Google Settles Book Scanning Lawsuit With Publisher Group

On October 4, 2012, Google reached a settlement in the Google Books case with the publisher plaintiffs, which include The McGraw-Hill Companies, Inc., Pearson Education, Inc., Penguin Group (USA) Inc., John Wiley & Sons, Inc., and Simon & Schuster, Inc. The Association of American Publishers (AAP) represented the publishers in the settlement, resolving its seven-year copyright dispute over Google’s controversial book digitization project in The McGraw-Hill Cos. Inc, et al. v. Google Inc., 05-cv-08881 (S.D.N.Y.). In 2004, Google launched the Google Books Project and commenced scanning thousands of books from major public and academic libraries pursuant to agreements with the libraries. Through its Google Books service, Google makes the scanned books searchable and publicly displays fragments of the books in response to search queries. In October 2005, five AAP member Publishers and the Authors Guild, on behalf of a class of authors, sued Google in the United States District Court for the Southern District of New York, claiming Google did not seek authorization from the owners of the works and accusing Google of massive copyright infringement. Google countered that its scanning and display of the books was fair use because it displayed only small “snippets” of each book, and the scanning was conducted for that purpose.
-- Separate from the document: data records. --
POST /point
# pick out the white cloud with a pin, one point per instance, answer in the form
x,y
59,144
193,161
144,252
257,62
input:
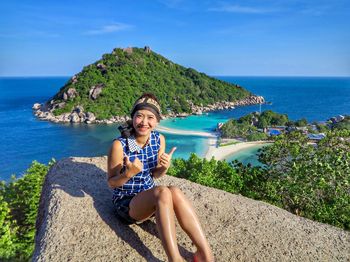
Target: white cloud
x,y
240,9
111,28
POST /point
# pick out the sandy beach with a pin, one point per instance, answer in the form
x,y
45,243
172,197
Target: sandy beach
x,y
220,153
185,132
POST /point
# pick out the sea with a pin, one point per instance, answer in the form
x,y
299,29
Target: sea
x,y
24,138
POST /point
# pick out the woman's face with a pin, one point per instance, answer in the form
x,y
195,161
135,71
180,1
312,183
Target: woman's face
x,y
144,122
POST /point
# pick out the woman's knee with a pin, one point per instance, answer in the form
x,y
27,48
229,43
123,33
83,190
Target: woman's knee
x,y
163,195
176,193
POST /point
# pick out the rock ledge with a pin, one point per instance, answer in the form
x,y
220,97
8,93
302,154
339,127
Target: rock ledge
x,y
76,223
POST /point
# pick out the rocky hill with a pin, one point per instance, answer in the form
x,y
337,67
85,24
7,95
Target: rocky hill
x,y
105,90
76,223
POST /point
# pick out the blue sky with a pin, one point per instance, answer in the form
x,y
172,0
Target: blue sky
x,y
251,37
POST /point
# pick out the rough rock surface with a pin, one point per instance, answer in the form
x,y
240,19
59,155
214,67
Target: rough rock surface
x,y
76,223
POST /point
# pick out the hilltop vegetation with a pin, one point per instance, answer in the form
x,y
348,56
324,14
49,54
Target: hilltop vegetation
x,y
109,86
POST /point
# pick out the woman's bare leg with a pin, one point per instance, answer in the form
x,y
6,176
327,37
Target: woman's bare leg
x,y
158,200
190,224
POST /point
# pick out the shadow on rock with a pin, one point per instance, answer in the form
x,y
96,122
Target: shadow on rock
x,y
82,184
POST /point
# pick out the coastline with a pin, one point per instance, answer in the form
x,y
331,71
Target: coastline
x,y
220,153
185,132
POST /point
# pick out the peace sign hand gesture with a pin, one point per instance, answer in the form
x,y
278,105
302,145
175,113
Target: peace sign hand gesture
x,y
165,159
132,168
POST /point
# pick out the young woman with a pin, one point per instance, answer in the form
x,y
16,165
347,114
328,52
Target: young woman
x,y
134,160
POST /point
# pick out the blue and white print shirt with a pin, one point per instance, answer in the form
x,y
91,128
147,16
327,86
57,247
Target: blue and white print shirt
x,y
149,158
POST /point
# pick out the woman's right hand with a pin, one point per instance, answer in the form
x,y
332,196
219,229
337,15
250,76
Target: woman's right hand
x,y
132,168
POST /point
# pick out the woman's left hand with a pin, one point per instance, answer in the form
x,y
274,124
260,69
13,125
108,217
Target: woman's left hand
x,y
165,159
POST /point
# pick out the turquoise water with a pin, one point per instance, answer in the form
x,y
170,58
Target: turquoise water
x,y
24,138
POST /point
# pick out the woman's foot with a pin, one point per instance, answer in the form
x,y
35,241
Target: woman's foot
x,y
203,257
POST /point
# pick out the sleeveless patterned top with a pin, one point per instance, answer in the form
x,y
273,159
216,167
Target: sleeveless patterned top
x,y
149,158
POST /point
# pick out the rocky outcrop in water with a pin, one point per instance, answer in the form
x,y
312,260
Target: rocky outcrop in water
x,y
45,112
76,222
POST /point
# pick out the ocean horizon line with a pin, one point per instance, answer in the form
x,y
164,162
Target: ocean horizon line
x,y
257,76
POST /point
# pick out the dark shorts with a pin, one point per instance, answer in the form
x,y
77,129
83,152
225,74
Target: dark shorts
x,y
122,210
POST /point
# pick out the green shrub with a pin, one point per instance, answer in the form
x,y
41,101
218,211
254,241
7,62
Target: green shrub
x,y
19,206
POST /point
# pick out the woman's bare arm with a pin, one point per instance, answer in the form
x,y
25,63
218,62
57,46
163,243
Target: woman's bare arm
x,y
114,165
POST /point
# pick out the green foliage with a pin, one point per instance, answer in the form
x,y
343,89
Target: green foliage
x,y
313,181
247,126
19,205
345,124
125,76
212,173
8,230
307,180
255,136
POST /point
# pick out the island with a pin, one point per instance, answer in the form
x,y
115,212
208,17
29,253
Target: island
x,y
104,91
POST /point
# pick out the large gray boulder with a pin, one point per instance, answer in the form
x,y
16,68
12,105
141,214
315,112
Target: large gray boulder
x,y
76,222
The parties to the suit reached a settlement agreement framework in 2008 (and amended in 2010) that would allow Google to continue scanning and displaying fragments, and also to make the complete works available online to users for a fee, as well as make several other uses. Google would pay royalties for these new uses to a Registry to be established under the terms of the Settlement Agreement. Last year, the District Court rejected the proposed $125 million settlement based on its findings that it did not meet the “fair, adequate and reasonable” requirement for the settlement of class action lawsuits. The District Court was also concerned that the settlement would give Google an unfair monopoly over “orphan works” – works for which the copyright owner cannot be located. Following the court’s rejection of the settlement agreement, the publisher plaintiffs and the author class action plaintiffs agreed to split their cases, and the author class action plaintiffs separately filed an amended complaint. At a hearing last year, the publishers and Google indicated they were prepared to enter into a new settlement agreement, and the authors’ class indicated they were not.

The terms of the new settlement agreement between Google and the publishers do not need to be approved by the court, as the publishers lawsuit is not a class action. While the terms of this settlement are confidential, in press releases, Google and the AAP have stated that the settlement acknowledges copyright holders’ rights and interests and allows the Publishers to choose whether to make the works available or remove them from the digital archive. Those works that remain in the archive will remain available for users to browse up to twenty percent of the works and then purchase digital versions through Google Play.

The settlement does not affect the ongoing litigation with the Authors Guild and authors’ class. That case has been briefed on the merits of Google’s fair use defense but has been stayed pending Google’s recent appeal to the Second Circuit of the District Court’s decision to grant class action status to the authors’ class.